I am not sure what is the best coorifice of action, in today's atmosphere, you are darned if you do and darned if you don't. It sounds as though you took appropriate actions in securing additional help and that is what counts. Sometimes there is no right or wrong answers. You got help and that was the right thing to do.

(She is an MD from Pakistan or something, hasn't been certified to practice medicine in the states so is a school nurse now.)

OUCH!!!! :) I feel so......reduced.

Most schools with RN's or LPN's have protocols for such emergencies. The protocols include a plan of action and school nurses should develop a prearranged plan with contacts made in advance at a doctor's office or ER.

There is a degree of judgement call based on the students response to the injury and the mechanism of injury.
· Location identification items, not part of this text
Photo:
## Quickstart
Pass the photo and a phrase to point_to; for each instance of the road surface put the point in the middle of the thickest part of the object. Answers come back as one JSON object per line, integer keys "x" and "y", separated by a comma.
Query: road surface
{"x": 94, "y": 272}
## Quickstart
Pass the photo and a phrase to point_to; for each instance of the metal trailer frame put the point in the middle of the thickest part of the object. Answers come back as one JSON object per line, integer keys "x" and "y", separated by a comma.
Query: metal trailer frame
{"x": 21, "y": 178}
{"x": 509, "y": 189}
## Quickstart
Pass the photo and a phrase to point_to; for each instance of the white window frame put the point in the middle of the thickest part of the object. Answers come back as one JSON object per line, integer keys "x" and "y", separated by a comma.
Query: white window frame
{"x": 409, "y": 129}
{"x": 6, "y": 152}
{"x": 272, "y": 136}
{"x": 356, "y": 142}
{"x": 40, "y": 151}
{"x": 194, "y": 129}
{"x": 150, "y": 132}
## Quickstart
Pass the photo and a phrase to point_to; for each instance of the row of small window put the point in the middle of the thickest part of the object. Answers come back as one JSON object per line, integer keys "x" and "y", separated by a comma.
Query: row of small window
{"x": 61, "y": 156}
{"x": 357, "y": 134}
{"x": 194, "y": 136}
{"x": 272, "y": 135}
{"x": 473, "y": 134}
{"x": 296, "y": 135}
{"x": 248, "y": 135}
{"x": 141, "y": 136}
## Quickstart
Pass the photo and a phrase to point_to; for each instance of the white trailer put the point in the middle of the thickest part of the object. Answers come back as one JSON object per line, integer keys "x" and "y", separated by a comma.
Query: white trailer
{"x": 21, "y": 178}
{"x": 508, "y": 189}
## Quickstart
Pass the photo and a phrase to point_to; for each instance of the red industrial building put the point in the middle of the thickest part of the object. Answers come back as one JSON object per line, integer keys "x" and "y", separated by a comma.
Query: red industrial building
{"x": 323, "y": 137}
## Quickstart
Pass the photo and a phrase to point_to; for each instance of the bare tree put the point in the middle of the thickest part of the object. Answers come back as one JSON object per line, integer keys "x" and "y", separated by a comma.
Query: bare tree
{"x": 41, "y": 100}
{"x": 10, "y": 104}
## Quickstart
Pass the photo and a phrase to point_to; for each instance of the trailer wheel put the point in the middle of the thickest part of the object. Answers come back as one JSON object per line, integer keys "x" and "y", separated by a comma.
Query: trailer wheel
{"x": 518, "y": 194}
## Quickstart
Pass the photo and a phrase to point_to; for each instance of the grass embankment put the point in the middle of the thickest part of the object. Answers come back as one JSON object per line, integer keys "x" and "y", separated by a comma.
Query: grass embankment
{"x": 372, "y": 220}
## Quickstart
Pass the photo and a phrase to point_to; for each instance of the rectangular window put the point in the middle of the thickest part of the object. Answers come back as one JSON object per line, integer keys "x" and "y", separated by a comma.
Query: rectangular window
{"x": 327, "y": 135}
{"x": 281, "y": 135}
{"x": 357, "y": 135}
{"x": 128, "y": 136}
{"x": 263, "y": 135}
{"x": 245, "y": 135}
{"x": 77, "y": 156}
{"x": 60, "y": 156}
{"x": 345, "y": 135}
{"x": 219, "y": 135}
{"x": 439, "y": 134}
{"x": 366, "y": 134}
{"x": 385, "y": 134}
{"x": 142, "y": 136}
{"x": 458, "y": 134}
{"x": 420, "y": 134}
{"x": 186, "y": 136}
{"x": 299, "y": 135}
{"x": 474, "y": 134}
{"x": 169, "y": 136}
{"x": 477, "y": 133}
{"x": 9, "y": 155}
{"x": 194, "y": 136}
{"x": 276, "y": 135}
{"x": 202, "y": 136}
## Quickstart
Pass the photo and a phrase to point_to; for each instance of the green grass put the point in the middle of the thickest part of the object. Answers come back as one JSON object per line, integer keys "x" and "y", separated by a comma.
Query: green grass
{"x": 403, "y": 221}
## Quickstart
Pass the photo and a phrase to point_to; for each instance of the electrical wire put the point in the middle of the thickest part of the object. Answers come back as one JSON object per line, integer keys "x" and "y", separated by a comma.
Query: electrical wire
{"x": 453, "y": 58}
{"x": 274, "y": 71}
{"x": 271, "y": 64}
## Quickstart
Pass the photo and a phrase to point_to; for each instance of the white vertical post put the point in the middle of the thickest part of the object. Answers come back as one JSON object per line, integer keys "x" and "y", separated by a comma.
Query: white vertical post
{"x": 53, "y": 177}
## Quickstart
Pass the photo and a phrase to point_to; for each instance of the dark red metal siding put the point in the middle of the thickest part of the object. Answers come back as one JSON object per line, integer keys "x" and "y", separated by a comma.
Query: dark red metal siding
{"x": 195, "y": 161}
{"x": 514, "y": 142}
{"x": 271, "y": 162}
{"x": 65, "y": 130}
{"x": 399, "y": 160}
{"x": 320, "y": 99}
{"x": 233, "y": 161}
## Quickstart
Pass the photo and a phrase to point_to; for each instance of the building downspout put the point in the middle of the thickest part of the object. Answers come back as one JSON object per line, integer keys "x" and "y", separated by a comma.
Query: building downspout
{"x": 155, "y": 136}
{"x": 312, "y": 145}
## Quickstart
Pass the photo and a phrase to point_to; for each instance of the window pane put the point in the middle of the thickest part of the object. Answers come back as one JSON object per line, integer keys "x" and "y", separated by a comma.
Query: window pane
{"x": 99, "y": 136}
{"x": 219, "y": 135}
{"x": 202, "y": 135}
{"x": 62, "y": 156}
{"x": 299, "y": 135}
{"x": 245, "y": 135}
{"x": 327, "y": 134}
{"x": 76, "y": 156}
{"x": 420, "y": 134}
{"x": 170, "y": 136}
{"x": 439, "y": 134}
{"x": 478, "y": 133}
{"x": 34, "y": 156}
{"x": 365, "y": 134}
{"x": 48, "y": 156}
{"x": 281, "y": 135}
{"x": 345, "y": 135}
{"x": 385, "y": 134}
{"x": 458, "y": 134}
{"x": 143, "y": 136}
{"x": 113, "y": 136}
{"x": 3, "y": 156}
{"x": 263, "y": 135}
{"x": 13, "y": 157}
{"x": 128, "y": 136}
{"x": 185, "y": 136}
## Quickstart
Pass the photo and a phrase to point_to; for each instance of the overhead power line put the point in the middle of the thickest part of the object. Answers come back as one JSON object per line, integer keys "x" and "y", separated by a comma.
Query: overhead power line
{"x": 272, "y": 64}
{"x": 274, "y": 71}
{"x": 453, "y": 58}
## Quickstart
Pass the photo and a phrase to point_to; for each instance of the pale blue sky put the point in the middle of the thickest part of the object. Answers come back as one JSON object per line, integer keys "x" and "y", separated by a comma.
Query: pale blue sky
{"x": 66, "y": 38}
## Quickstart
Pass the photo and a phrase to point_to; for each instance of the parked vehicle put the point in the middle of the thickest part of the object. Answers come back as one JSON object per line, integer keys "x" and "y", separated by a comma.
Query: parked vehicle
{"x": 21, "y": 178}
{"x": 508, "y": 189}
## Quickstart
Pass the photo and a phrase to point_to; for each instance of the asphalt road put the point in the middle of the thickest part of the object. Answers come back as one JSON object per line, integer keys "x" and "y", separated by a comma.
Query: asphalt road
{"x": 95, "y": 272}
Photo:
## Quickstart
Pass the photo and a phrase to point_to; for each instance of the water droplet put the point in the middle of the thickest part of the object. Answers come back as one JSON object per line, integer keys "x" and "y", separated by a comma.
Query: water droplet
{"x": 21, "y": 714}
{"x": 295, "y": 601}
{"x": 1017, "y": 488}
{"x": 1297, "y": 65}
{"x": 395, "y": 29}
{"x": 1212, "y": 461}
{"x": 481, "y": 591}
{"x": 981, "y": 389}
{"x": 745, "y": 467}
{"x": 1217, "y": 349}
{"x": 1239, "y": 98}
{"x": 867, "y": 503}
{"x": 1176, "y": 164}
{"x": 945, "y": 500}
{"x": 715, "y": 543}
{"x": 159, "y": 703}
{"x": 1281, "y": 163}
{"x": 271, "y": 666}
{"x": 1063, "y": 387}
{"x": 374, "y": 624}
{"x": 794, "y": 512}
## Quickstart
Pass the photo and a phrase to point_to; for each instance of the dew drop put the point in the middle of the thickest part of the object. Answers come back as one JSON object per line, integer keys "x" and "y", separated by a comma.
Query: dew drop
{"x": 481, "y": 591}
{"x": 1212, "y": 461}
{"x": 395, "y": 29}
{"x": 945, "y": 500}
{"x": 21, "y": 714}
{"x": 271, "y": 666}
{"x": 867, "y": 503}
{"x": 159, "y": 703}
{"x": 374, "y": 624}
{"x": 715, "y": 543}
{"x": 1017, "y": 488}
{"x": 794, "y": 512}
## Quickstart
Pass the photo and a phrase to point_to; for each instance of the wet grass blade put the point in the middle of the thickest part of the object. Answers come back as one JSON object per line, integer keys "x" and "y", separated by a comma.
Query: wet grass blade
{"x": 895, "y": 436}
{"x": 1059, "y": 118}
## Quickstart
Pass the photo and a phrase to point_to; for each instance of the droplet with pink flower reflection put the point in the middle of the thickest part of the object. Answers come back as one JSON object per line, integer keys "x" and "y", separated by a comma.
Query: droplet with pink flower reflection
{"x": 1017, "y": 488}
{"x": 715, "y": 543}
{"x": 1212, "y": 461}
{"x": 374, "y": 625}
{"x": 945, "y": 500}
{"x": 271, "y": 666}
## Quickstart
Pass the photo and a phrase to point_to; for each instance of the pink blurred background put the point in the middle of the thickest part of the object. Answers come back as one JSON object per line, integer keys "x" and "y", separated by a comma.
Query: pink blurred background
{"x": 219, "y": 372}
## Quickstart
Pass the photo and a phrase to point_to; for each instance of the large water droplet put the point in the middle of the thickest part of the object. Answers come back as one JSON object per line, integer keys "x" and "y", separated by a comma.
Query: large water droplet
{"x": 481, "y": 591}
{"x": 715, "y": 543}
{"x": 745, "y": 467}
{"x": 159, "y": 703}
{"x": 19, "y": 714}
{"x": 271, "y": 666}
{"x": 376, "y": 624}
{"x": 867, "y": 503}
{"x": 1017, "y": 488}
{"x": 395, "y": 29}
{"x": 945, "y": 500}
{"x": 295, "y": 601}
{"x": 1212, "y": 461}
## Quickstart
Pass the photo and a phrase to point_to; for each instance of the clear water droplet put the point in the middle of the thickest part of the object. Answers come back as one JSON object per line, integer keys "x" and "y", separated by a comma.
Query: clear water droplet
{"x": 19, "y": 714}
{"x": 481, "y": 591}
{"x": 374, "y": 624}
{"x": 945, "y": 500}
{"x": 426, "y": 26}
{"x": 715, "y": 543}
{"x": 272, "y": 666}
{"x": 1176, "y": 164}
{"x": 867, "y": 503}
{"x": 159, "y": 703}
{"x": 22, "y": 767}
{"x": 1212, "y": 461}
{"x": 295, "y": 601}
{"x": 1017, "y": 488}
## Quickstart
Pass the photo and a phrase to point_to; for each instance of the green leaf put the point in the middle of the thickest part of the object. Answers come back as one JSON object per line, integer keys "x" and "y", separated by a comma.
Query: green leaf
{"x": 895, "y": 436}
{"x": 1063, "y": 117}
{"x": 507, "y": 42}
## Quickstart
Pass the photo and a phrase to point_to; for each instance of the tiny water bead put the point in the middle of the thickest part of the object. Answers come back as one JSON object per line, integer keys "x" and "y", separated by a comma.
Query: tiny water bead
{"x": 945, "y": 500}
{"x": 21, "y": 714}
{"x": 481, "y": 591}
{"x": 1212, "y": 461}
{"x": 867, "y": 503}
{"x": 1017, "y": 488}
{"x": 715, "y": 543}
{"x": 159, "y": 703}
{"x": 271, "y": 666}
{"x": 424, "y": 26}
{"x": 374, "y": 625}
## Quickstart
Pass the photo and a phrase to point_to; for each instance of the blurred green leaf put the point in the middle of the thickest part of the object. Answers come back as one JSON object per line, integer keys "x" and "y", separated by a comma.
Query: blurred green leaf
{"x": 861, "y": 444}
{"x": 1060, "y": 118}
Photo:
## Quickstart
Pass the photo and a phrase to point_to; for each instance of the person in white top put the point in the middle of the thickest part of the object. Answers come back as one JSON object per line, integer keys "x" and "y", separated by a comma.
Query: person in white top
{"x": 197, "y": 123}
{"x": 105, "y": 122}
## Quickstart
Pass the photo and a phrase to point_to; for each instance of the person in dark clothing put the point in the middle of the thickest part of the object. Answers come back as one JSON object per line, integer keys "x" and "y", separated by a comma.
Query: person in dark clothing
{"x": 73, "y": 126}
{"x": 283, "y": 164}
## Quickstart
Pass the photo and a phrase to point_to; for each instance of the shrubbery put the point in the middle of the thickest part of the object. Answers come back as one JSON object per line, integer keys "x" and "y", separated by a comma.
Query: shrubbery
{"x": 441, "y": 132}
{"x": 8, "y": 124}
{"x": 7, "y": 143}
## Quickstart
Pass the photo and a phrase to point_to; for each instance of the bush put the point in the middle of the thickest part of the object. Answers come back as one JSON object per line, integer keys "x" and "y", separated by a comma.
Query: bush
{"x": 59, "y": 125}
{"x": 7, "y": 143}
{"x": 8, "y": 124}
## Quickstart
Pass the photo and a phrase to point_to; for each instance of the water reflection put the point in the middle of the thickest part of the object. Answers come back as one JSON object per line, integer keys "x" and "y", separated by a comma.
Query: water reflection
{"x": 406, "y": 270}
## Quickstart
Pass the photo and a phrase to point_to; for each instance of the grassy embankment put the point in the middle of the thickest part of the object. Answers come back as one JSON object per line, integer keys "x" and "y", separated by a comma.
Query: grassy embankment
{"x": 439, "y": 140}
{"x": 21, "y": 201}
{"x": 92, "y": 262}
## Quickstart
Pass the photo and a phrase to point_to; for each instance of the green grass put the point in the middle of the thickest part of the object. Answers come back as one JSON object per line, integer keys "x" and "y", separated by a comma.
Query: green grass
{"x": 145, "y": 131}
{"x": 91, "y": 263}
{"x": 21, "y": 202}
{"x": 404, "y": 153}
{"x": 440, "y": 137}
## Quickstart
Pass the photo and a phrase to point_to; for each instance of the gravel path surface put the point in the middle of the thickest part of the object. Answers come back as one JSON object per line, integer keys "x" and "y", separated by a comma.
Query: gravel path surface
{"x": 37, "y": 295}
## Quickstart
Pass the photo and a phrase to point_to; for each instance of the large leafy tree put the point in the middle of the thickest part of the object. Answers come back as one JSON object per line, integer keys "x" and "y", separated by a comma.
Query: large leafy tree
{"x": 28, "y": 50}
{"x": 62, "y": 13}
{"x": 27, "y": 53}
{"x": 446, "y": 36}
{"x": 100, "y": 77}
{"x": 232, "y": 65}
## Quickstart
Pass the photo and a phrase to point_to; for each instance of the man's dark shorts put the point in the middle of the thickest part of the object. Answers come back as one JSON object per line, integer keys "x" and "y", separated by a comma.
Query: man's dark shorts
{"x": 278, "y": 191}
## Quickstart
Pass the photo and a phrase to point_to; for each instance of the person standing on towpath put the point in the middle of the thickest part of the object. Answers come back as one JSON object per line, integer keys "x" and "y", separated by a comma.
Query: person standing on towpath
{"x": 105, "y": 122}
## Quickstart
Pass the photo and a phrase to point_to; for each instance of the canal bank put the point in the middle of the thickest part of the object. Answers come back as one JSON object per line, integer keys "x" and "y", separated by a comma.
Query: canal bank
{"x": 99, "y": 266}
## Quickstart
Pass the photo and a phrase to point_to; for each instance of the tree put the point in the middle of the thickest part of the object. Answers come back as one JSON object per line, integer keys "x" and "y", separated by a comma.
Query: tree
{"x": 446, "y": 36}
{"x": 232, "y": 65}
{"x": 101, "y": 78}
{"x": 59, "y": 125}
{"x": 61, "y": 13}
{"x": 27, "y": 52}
If the student was calm, handling the pain, and additional assessment did not indicate circulatory or other problems, I would have applied ice and sent her to an orthopod immediately (with parental permission). If the students response was adverse or my assessment revealed additional problems, I would have called EMS for transport.

Parents must always be notified of injury, but if they are not available, treatment should never be delayed, especially in ortho injuries. Reducing the patella/joint should never be attempted at school by the nurse or any other school staff.

Specializes in ER, PACU, OR.

and they are unbearably painful.......but generally (if i had to make a guess 99% of the time) they don't involve neuro-vascualy compromise. despite the "hitting the bump on the road" story........they don't usually fall back to place so easily. she definately needed pain meds.........before it shoud be reduced.......and let's face it legally? because of that 1% chance strectch of neuo-vasc issue poppping up? she would need a post reduction film anyways.

me :)

I have had multiple subluxed patellae over the years, both knees. I've learned to manipulate them back in. However, my first time was at 14 playing basketball in school. It is very scary when you do not understand; it also hurts exquisitely. The school nurse sat with me until an MD came (who just happened to be in the building). He reduced it.

Had the MD not been there, an ambulance would have been appropriate. I was scared out of my mind. As an adult I know better and can cope but a child may not have experienced this before. Since this is not an uncommon happening at school, it would help to have a protocol.

Back to the MD functioning as a nurse....huh? We have a separate body of knowledge. I recall when there was a glut of MDs in the 90's they would apply for DON jobs for which they were "not qualified".